Friday, July 8, 2005

Deja vu-hahhahhahaha!!!!

An email I just received via my resume on Monster.com:

Dear,

I've recently obtained your resume from the Monster Board and I was very pleased when I read it. I believe that you possess many of the skills and qualities that are consistent with some of our most successful Financial Services Representatives here at MetLife.

I am seeking to expand our Agency and I would like to share information with you regarding a career opportunity in the Financial Services industry that you may find quite interesting. We can offer...

- A sales training program - one of the best in the industry today, with financial support during your initial stages of development.

- An attractive compensation plan that rewards salespeople who consistently produce substantial amounts of high-quality business.

- An extensive benefit program that currently includes a healthcare package, disability income coverage, life insurance, a savings and investment plan and retirement benefits.

Please contact me by e-mail a*****@METLIFE.COM so that we can arrange a mutually convenient time to meet each other to discuss this career opportunity further.

Sincerely,

A**** G****
Agency Director
Bridge Financial Group
212-946-####
One Penn Plaza
4th Floor
New York, NY 10019

MetLife is an equal opportunity employer.
Metropolitan Life Insurance Company, New York, NY 10010
L0107HJZ4(exp0706)MLIC-LD
Bad enough it's a half-assed form letter that didn't even fill in my name, but they obviously didn't really read my resume or they would have seen that I've already been down this road with American Express Financial Advisors and either referred to that or not bothered contacting me.
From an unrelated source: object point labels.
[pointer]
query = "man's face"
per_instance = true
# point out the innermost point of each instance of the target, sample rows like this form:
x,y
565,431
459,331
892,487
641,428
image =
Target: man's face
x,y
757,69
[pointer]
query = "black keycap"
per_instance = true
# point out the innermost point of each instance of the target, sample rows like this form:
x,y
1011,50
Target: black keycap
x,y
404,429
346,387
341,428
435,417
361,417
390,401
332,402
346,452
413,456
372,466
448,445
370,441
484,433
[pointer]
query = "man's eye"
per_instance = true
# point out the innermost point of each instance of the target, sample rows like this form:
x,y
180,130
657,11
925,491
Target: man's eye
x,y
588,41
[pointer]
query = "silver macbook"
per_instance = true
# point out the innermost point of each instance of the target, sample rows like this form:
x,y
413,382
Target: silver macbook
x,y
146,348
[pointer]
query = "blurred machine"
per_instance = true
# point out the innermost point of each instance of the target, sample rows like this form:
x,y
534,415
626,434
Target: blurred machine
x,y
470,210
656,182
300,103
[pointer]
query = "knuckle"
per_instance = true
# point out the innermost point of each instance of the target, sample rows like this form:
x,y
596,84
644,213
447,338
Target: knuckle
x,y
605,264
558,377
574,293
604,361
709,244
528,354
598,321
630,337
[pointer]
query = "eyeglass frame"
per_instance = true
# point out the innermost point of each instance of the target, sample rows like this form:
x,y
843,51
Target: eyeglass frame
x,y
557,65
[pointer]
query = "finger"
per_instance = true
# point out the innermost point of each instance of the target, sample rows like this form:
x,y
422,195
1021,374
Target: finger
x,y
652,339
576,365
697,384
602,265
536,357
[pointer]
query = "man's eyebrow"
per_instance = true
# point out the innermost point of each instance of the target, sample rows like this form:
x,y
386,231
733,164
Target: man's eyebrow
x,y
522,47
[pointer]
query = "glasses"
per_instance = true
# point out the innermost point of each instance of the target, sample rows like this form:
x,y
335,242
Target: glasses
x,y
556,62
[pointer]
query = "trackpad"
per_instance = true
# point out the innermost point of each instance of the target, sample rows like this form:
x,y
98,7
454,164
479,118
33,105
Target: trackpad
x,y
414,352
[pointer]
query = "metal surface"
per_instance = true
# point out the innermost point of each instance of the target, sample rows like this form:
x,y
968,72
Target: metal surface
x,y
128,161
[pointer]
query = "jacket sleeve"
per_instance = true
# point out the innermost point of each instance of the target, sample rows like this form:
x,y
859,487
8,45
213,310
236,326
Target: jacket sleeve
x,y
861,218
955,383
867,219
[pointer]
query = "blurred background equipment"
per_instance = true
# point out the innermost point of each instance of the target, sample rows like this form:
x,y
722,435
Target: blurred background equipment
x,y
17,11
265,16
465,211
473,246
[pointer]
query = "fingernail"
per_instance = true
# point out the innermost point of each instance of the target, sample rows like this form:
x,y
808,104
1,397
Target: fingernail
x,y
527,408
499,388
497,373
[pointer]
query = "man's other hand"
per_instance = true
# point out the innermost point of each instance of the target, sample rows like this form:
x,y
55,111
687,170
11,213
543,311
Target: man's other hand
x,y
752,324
I figured after AEFA's similar approach to recruiting - resume bank searches for people with marketing backgrounds - had failed so miserably, no one else would be doing it, but it's the third such email I've received in the past six months, all from different companies.

Interestingly, AMEX recently announced first that they were spinning off AEFA, and then that they were dropping "American Express" from its name, rebranding it as Ameriprise Financial. Considering one of their biggest selling points to prospective advisers and clients was the American Express brand, that's a potentially crippling move for their current advisers and their recruiting efforts, not to mention existing clients who were wooed by being under the AMEX umbrella.

If you work with an AEFA financial adviser, you better grill them about their personal next step because the likely exodus this will cause could leave you high and dry, shuffled off to some low-rung schlub no other company wants to poach. Conversely, if you're a valuable client, you may get pitched to move your assets to whatever new company your adviser jumps to, a situation that could go either way depending on a lot of fine print they won't be encouraging you to read.

I hate the financial services industry!